Empowering Families to Build a Better Financial Future

Families rely on credit for financial flexibility and to manage big purchases that would otherwise be impossible. In the right hands, credit is a tool that improves the lives of consumers and fuels personal and community growth and progress.

But in the wrong hands, credit is a one-way street to financial and lifestyle impediments that prevent consumers from making the most of their potential and getting what they want out of life. That’s how vital FreeKick is for thousands of parents who want what’s best for their children and their finances simultaneously.

Erik Beguin
Austin Capital Bank’s CEO, Erik Beguin, developed FreeKick to meet family needs.
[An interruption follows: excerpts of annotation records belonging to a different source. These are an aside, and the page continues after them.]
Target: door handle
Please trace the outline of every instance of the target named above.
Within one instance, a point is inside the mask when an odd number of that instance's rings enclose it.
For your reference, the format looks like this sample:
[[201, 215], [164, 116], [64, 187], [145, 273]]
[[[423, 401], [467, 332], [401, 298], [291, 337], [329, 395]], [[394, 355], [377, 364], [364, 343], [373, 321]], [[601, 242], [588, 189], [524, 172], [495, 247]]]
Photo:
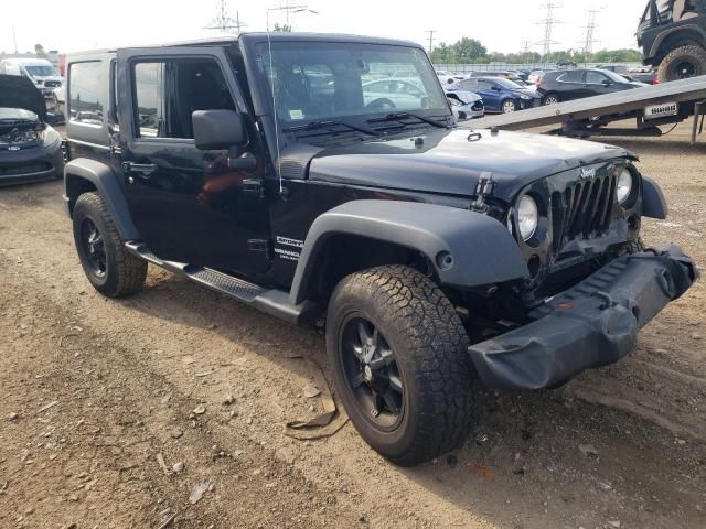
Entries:
[[159, 165], [156, 163], [132, 163], [132, 162], [122, 162], [122, 171], [131, 172], [131, 173], [141, 173], [142, 176], [149, 177]]

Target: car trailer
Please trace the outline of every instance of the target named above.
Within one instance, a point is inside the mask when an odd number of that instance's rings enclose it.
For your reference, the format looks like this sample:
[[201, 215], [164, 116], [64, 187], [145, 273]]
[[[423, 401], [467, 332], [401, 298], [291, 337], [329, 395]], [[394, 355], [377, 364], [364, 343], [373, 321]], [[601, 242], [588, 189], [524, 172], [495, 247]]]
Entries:
[[[645, 86], [633, 90], [595, 96], [543, 106], [459, 125], [464, 129], [522, 130], [560, 125], [548, 133], [588, 138], [590, 136], [663, 134], [660, 126], [676, 125], [694, 116], [692, 144], [704, 129], [706, 76]], [[613, 121], [635, 119], [634, 129], [609, 128]]]

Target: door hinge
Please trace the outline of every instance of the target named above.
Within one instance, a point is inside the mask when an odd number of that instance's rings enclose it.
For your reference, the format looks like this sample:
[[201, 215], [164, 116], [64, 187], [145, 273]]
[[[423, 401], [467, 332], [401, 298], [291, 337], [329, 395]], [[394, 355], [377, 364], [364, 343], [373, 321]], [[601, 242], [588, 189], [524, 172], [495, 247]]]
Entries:
[[247, 249], [250, 251], [263, 251], [265, 252], [265, 258], [270, 258], [270, 248], [271, 240], [270, 239], [248, 239]]
[[261, 179], [246, 179], [243, 181], [243, 193], [265, 198], [265, 186]]

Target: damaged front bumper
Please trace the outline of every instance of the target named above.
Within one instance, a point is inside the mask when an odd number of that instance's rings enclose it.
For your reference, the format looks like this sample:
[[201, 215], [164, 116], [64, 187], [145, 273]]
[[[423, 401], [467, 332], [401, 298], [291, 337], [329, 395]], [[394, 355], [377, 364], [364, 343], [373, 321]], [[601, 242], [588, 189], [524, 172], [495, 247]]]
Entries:
[[535, 309], [532, 323], [468, 352], [490, 388], [555, 387], [633, 350], [638, 331], [697, 278], [676, 246], [622, 256]]

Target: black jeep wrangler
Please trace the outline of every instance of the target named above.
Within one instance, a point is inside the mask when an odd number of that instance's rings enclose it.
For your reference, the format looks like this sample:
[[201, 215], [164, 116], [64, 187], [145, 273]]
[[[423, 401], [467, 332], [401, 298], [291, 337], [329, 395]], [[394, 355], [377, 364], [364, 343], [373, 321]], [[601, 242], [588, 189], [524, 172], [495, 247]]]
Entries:
[[381, 454], [456, 447], [477, 385], [614, 363], [697, 271], [644, 249], [657, 185], [609, 145], [460, 130], [425, 51], [355, 36], [71, 55], [65, 196], [108, 296], [148, 263], [293, 324]]
[[661, 83], [706, 75], [706, 0], [650, 0], [637, 36]]

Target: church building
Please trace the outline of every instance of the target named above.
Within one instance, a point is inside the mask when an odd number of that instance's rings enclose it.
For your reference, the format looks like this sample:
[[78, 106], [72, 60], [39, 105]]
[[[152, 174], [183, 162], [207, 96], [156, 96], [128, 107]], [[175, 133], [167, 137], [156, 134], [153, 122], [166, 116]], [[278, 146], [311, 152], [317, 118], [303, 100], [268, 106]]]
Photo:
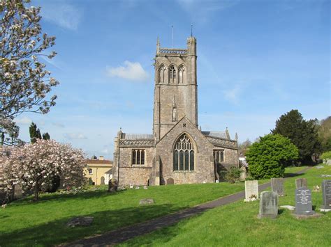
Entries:
[[199, 129], [196, 39], [186, 49], [158, 39], [152, 134], [124, 133], [115, 141], [112, 177], [119, 186], [211, 183], [238, 166], [237, 136]]

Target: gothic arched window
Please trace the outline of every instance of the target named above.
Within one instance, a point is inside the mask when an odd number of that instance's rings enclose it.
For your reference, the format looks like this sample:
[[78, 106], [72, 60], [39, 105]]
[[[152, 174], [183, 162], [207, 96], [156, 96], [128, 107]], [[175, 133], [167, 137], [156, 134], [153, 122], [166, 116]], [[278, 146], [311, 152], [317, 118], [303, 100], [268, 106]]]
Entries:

“You start building credit at 14, and you can run it until they’re 25 and end up with a 10-year trade line,” Beguin said. “Remember: 10 years is the magic number for people with an 800 credit score.”

All that’s required is a small initial investment and an annual renewal. FreeKick also pays 1% on deposits to sweeten the deal. Given that consumers have hundreds of billions sitting in checking accounts, savings accounts, and time deposits earning no interest, that’s a nice benefit. FreeKick also provides identity protection for up to two adult parents and six children with every plan.

“From birth to age 13, we’re protecting their identity,” Beguin said. “A million children have their identity stolen every year, and children are 50 times more likely to have their identity stolen than adults.”

According to the FreeKick website, good credit can help children save more than $200,000 during their lifetime. As of summer 2023, Beguin and the FreeKick team plan have expanded the system to encompass an entire family in one account.

“FreeKick helps you help your child arrive at adulthood with a clean credit profile and strong credit,” Beguin said. “That’s the foundation for a fantastic financial future.”